Sono io la protagonista oggi e lo sono perché ho vinto contro la notte, contro il freddo, contro il caldo, contro la stanchezza, contro la noia, contro la solitudine, contro quelle gambe pesanti e quei piedi doloranti. Ho vinto contro tutti coloro che mi dicevano “E' una follia”. Ho vinto perchè nemmeno io osavo pensare che che avrei mai potuto superare una sfida così ardua.
Guardo i volti di chi ha trascorso 24 ore su quella pista: tutti eroi. Ognuno soddisfatto a suo modo, negli occhi di questi grandissimi atleti splende la luce della conquista.
Quel che è fatto è fatto, quello che non sono stata capace di fare lo rifarò il prossimo anno.
Si, perché ho una sfida aperta con questo Pianeta e con la sua gente.
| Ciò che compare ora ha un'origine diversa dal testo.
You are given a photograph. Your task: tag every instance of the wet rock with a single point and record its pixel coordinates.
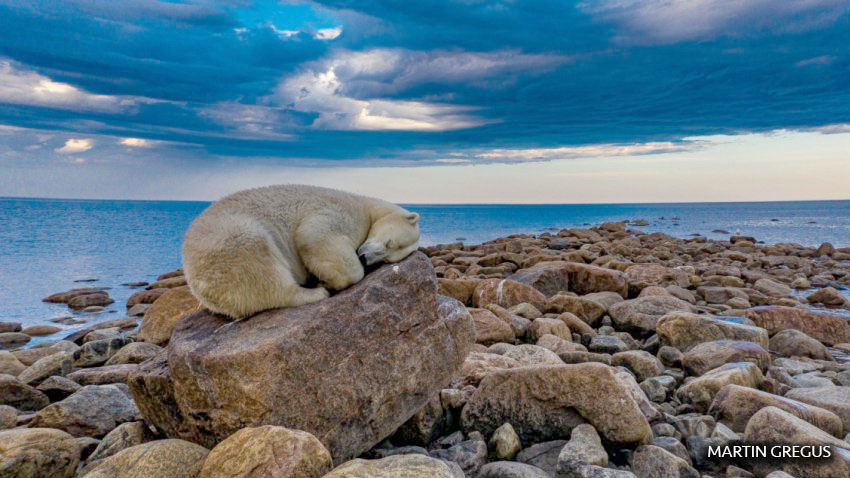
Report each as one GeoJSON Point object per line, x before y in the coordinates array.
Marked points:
{"type": "Point", "coordinates": [8, 417]}
{"type": "Point", "coordinates": [685, 330]}
{"type": "Point", "coordinates": [834, 399]}
{"type": "Point", "coordinates": [40, 330]}
{"type": "Point", "coordinates": [828, 329]}
{"type": "Point", "coordinates": [423, 426]}
{"type": "Point", "coordinates": [642, 314]}
{"type": "Point", "coordinates": [101, 299]}
{"type": "Point", "coordinates": [793, 343]}
{"type": "Point", "coordinates": [506, 293]}
{"type": "Point", "coordinates": [700, 391]}
{"type": "Point", "coordinates": [408, 466]}
{"type": "Point", "coordinates": [589, 279]}
{"type": "Point", "coordinates": [13, 340]}
{"type": "Point", "coordinates": [350, 401]}
{"type": "Point", "coordinates": [145, 297]}
{"type": "Point", "coordinates": [160, 318]}
{"type": "Point", "coordinates": [268, 452]}
{"type": "Point", "coordinates": [18, 394]}
{"type": "Point", "coordinates": [458, 289]}
{"type": "Point", "coordinates": [505, 442]}
{"type": "Point", "coordinates": [38, 452]}
{"type": "Point", "coordinates": [103, 375]}
{"type": "Point", "coordinates": [470, 454]}
{"type": "Point", "coordinates": [56, 364]}
{"type": "Point", "coordinates": [653, 461]}
{"type": "Point", "coordinates": [772, 425]}
{"type": "Point", "coordinates": [546, 326]}
{"type": "Point", "coordinates": [710, 355]}
{"type": "Point", "coordinates": [490, 329]}
{"type": "Point", "coordinates": [658, 388]}
{"type": "Point", "coordinates": [546, 402]}
{"type": "Point", "coordinates": [57, 388]}
{"type": "Point", "coordinates": [549, 277]}
{"type": "Point", "coordinates": [542, 455]}
{"type": "Point", "coordinates": [93, 410]}
{"type": "Point", "coordinates": [583, 448]}
{"type": "Point", "coordinates": [171, 458]}
{"type": "Point", "coordinates": [640, 276]}
{"type": "Point", "coordinates": [735, 405]}
{"type": "Point", "coordinates": [134, 352]}
{"type": "Point", "coordinates": [9, 364]}
{"type": "Point", "coordinates": [478, 365]}
{"type": "Point", "coordinates": [643, 364]}
{"type": "Point", "coordinates": [65, 297]}
{"type": "Point", "coordinates": [510, 469]}
{"type": "Point", "coordinates": [10, 327]}
{"type": "Point", "coordinates": [606, 344]}
{"type": "Point", "coordinates": [588, 310]}
{"type": "Point", "coordinates": [772, 288]}
{"type": "Point", "coordinates": [122, 437]}
{"type": "Point", "coordinates": [122, 324]}
{"type": "Point", "coordinates": [527, 354]}
{"type": "Point", "coordinates": [97, 352]}
{"type": "Point", "coordinates": [169, 282]}
{"type": "Point", "coordinates": [827, 296]}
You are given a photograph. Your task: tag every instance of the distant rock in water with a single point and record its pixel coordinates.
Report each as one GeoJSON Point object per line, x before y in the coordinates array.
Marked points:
{"type": "Point", "coordinates": [350, 369]}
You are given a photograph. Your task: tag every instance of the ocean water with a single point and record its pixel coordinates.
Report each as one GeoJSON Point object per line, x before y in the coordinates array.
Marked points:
{"type": "Point", "coordinates": [46, 244]}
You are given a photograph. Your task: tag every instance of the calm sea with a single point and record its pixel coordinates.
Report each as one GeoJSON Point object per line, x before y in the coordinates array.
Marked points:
{"type": "Point", "coordinates": [46, 245]}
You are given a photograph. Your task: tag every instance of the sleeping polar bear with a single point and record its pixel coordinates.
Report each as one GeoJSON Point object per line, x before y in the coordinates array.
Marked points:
{"type": "Point", "coordinates": [254, 250]}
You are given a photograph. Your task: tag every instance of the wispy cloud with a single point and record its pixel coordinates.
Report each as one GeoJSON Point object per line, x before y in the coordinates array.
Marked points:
{"type": "Point", "coordinates": [670, 21]}
{"type": "Point", "coordinates": [345, 90]}
{"type": "Point", "coordinates": [74, 146]}
{"type": "Point", "coordinates": [588, 151]}
{"type": "Point", "coordinates": [136, 142]}
{"type": "Point", "coordinates": [26, 87]}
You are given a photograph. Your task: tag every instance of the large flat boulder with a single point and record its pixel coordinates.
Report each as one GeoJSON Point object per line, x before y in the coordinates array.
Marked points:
{"type": "Point", "coordinates": [684, 330]}
{"type": "Point", "coordinates": [735, 404]}
{"type": "Point", "coordinates": [827, 328]}
{"type": "Point", "coordinates": [546, 402]}
{"type": "Point", "coordinates": [349, 369]}
{"type": "Point", "coordinates": [642, 314]}
{"type": "Point", "coordinates": [772, 425]}
{"type": "Point", "coordinates": [38, 452]}
{"type": "Point", "coordinates": [834, 399]}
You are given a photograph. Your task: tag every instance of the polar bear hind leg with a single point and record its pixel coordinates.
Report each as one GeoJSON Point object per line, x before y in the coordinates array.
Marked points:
{"type": "Point", "coordinates": [241, 272]}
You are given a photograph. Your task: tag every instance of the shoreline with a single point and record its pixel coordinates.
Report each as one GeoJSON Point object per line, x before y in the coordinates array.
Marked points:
{"type": "Point", "coordinates": [698, 339]}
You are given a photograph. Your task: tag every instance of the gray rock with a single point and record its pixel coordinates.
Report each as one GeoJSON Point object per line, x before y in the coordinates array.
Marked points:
{"type": "Point", "coordinates": [134, 352]}
{"type": "Point", "coordinates": [16, 393]}
{"type": "Point", "coordinates": [583, 448]}
{"type": "Point", "coordinates": [57, 388]}
{"type": "Point", "coordinates": [653, 461]}
{"type": "Point", "coordinates": [56, 364]}
{"type": "Point", "coordinates": [542, 455]}
{"type": "Point", "coordinates": [403, 341]}
{"type": "Point", "coordinates": [510, 469]}
{"type": "Point", "coordinates": [470, 455]}
{"type": "Point", "coordinates": [94, 410]}
{"type": "Point", "coordinates": [97, 352]}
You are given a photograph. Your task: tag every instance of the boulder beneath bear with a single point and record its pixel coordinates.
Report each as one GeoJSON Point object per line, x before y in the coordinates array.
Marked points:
{"type": "Point", "coordinates": [350, 369]}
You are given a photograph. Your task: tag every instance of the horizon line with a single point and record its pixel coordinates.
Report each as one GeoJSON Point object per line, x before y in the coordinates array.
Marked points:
{"type": "Point", "coordinates": [456, 204]}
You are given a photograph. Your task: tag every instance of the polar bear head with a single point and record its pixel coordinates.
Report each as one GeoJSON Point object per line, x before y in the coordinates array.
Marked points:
{"type": "Point", "coordinates": [391, 238]}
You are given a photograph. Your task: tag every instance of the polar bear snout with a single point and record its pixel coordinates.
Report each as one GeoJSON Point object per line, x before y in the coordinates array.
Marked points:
{"type": "Point", "coordinates": [371, 252]}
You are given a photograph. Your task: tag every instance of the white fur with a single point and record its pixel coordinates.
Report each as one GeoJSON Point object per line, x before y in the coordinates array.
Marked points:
{"type": "Point", "coordinates": [253, 250]}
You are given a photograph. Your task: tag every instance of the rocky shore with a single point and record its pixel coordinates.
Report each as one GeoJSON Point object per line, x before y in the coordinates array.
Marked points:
{"type": "Point", "coordinates": [584, 353]}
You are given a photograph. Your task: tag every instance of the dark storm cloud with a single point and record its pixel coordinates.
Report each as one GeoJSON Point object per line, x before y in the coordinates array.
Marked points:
{"type": "Point", "coordinates": [351, 79]}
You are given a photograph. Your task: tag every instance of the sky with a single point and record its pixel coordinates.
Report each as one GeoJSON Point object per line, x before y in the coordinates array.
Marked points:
{"type": "Point", "coordinates": [432, 101]}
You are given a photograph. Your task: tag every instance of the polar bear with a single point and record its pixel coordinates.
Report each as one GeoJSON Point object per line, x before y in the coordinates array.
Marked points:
{"type": "Point", "coordinates": [255, 249]}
Arrivederci al prossimo anno mio dolce pista.
Post Scriptum (che in realtà è stato un prae scriptum) - E' giunto il momento di scrivere qualcosina riguardo la mia impresa di ieri. Trascorrere 12 ore su pista è stata un'esperienza bellissima, non ho subito la noia della pista, anzi la sentivo "amica" e mi divertiva pensare che solo dopo 400 metri sarei "arrivata".
Ringrazio Aldo Siragusa, Luigi Stella, gli assistenti ai ristori, i medici e il massaggiatore che con gesti sapienti ha ridato vita alle mie gambe doloranti.
Ringrazio Salvatore Crudo che mi ha incoraggiata fin dal primo istante, Salvo Piccione che ha saputo frenare l'entusiasmo di questa cavalla pazza, Guido Pitarresi che, più di una volta, guardandolo negli occhi azzurri come i miei mi ha fatto rivivere il mio entusiasmo.
Non posso e non voglio dimenticare gli amici che mi sono stati vicini col pensiero: Inge Poidomani, Pietro Bernardo e coloro i quali mi hanno sostenuta durante la crisi Tiziana Calabrese e Franco Mura.
Un ringraziamento particolare va al mio dottore Maurizio Crispi che ha saputo darmi consigli e suggerimenti impareggiabili.
A parte mio marito Ezio Sanfilippo e mio figlio Luca che da casa tifano e scommettevano sui chilometri che avrei percorso, chiedendosi cosa avevano fatto di male per meritarsi una pazza simile in casa credo di non dimenticare nessuno.
E qualora lo avessi fatto sono pronta a correre 1 metro per ognuno di loro come penitenza!
Brava Elena! Sei riuscita a fare una cosa grande!